Rapid and sensitive detection of pathogenic Elizabethkingia miricola in black spotted frog by RPA-LFD and fluorescent probe-based RPA

Abstract

Elizabethkingia miricola is a highly infectious pathogen, which causes high mortality rate in frog farming. Therefore, it is urgent to develop a rapid and sensitive detection method. In this study, two rapid and specific methods including recombinase polymerase amplification combined with lateral flow dipstick (RPA-LFD) and fluorescent probe-based recombinase polymerase amplification (exo RPA) were established to effectively detect E. miricola, which can accomplish the examination at 38 °C within 30 min. The limiting sensitivity of RPA-LFD and exo RPA (10² copies/μL) was ten-fold higher than that in generic PCR assay. The specificities of the two methods were verified by detecting multiple DNA samples (E. miricola, Staphylococcus aureus, Aeromonas hydrophila, Aeromonas veronii, CyHV-2 and Edwardsiella ictaluri), and the result showed that the single band was displayed in E. miricola DNA only. By tissue bacterial load and qRT-PCR assays, brain is the most sensitive tissue. Random 24 black spotted frog brain samples from farms were tested by generic PCR, basic RPA, RPA-LFD and exo RPA assays, and the results showed that RPA-LFD and exo RPA methods were able to detect E. miricola accurately and rapidly. In summary, the methods of RPA-LFD and exo RPA were able to detect E. miricola conveniently, rapidly, accurately and sensitively. This study provides prospective methods to detect E. miricola infection in frog culture.

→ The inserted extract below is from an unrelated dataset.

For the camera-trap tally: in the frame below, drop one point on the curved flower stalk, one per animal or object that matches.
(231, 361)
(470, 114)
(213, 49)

Keywords: Elizabethkingia miricola; Lateral flow dipstick; Pelophylax nigromaculatus; Recombinase polymerase amplification (RPA); exo RPA.

Fig. 1

Screening the optimal primers and validating probes for the detection of E. miricola. 2% agarose gel electrophoresis of RPA products produced by nine sets of primer combinations was performed (A). Availability of mutT1 probe by RPA-LFD assay (B). Positive: in the reaction system, E. miricola DNA sample was used as template, and probe was mutT1 probe. Negative: in the reaction system, H₂O was used as template and probe was mutT1 probe. Blank: in the reaction system, no template was used and probe is mutT1 probe. Availability of mutT2 probe by exo RPA assay (C). Positive: in the reaction system, E. miricola DNA sample was used as template, and probe was mutT2 probe. Negative: in the reaction system, H₂O was used as template and probe was mutT2 probe.

Fig. 2

Specificity detection of RPA, RPA-LFD and exo RPA. The samples for RPA,RPA-LFD and exo RPA specificity assays were different pathogens. RPA products were exhibited by agarose gel electrophoresis (A), lateral flow dipstick (B), fluorescence imaging system (C). The fluorescence intensities of exo RPA products were detected by the enzyme-labeled instrument (D). “NC” indicates negative control. (n = 3). Different lowercase letters indicate significant differences between groups.

Fig. 3

Sensitivities of PCR, RPA, RPA-LFD and exo RPA assays. The pMD19-mutT standard plasmid was diluted to 10°–10⁷ copies/μL, and then used to detect minimum detectable concentration by PCR (A), RPA (B), RPA-LFD (C) and exo RPA (D). The fluorescence intensities of exo RPA products were detected by the enzyme-labeled instrument (E), the symbol ↓ represents the limit of visible fluorescence. “NC” indicates negative control. (n = 3).

Fig. 4

Screening tissues with high bacterial load. Pattern diagram of bacterial load detection methods (A). Tissue bacterial load was detected by dilution coated plate method (B), and the expression of mutT in tissues was detected by qRT-PCR (C).

Fig. 5

Evaluation of the clinical performance of PCR, RPA, RPA-LFD and exo RPA. Random 24 frog brain DNA were tested by conventional PCR (A), RPA (B), RPA-LFD (C) and exo RPA (D). The fluorescence intensity of the 24 exo RPA products were detected with an enzyme-labeled instrument (E).